81. Todos os actos feitos por qualquer reunião dos directores ou de uma commissão de directores ou por qualquer funccionando como director, não obstante se venha a descobrir que havia falta na nomeação de taes directores ou das pessoas funccionando como acima dito, ou que elles, ou que qualquer delles, não estavam habilitados, serão válidos como si tal pessoa estivesse devidamente nomeada e habilitada como director.
DIVIDENDOS
82. Os directores podem com a sancção da companhia em assembléa geral, declarar um dividendo a pagar-se aos membros em proporção á importancia paga em conformidade com as chamadas sobre suas acções, tendo em vista qualquer preferencia ou prioridade em referencia ás acções respectivamente.

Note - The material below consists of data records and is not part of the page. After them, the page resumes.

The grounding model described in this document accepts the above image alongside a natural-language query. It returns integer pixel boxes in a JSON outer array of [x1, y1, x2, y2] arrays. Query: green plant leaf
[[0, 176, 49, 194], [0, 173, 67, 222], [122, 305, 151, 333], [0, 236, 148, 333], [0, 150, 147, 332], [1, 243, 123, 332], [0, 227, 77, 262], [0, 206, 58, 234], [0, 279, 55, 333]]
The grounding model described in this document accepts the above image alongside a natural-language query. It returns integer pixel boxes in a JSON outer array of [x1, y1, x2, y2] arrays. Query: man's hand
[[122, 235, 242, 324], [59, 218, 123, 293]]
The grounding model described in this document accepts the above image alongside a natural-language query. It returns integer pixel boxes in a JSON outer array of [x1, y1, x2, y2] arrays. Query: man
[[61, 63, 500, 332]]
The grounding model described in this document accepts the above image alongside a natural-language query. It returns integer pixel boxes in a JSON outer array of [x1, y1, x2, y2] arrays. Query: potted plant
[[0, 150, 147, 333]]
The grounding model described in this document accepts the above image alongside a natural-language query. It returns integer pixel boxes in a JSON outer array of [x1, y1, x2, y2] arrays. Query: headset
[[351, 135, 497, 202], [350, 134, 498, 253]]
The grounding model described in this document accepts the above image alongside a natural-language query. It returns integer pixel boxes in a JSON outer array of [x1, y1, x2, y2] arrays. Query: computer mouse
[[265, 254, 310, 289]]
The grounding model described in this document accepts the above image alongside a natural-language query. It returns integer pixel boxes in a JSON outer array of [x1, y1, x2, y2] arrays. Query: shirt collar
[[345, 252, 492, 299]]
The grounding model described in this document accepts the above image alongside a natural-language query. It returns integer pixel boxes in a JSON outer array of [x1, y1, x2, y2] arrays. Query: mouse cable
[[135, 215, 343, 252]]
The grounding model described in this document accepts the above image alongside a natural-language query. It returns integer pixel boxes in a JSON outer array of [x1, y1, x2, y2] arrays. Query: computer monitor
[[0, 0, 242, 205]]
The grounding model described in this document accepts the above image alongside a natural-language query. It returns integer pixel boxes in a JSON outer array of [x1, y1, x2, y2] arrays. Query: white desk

83. Os directores podem, antes de recommendar qualquer dividendo, pôr de parte, tirada dos lucros da companhia, a importancia que elles julgarem conveniente, como um fundo de reserva para acudir ás contingencias ou igualar dividendos, ou para conservar ou concertar os edificios em relação com os negocios da companhia, ou qualquer parte della; e sujeitos a estas disposições, podem a todo o tempo applicar todo ou qualquer parte de tal fundo para quaesquer fins da companhia.
84. Os directores podem deduzir dos dividendos que tenham de ser pagos a qualquer membro todas as importancias de dinheiro que por elle sejam devidos á companhia por conta de chamadas ou outra causa.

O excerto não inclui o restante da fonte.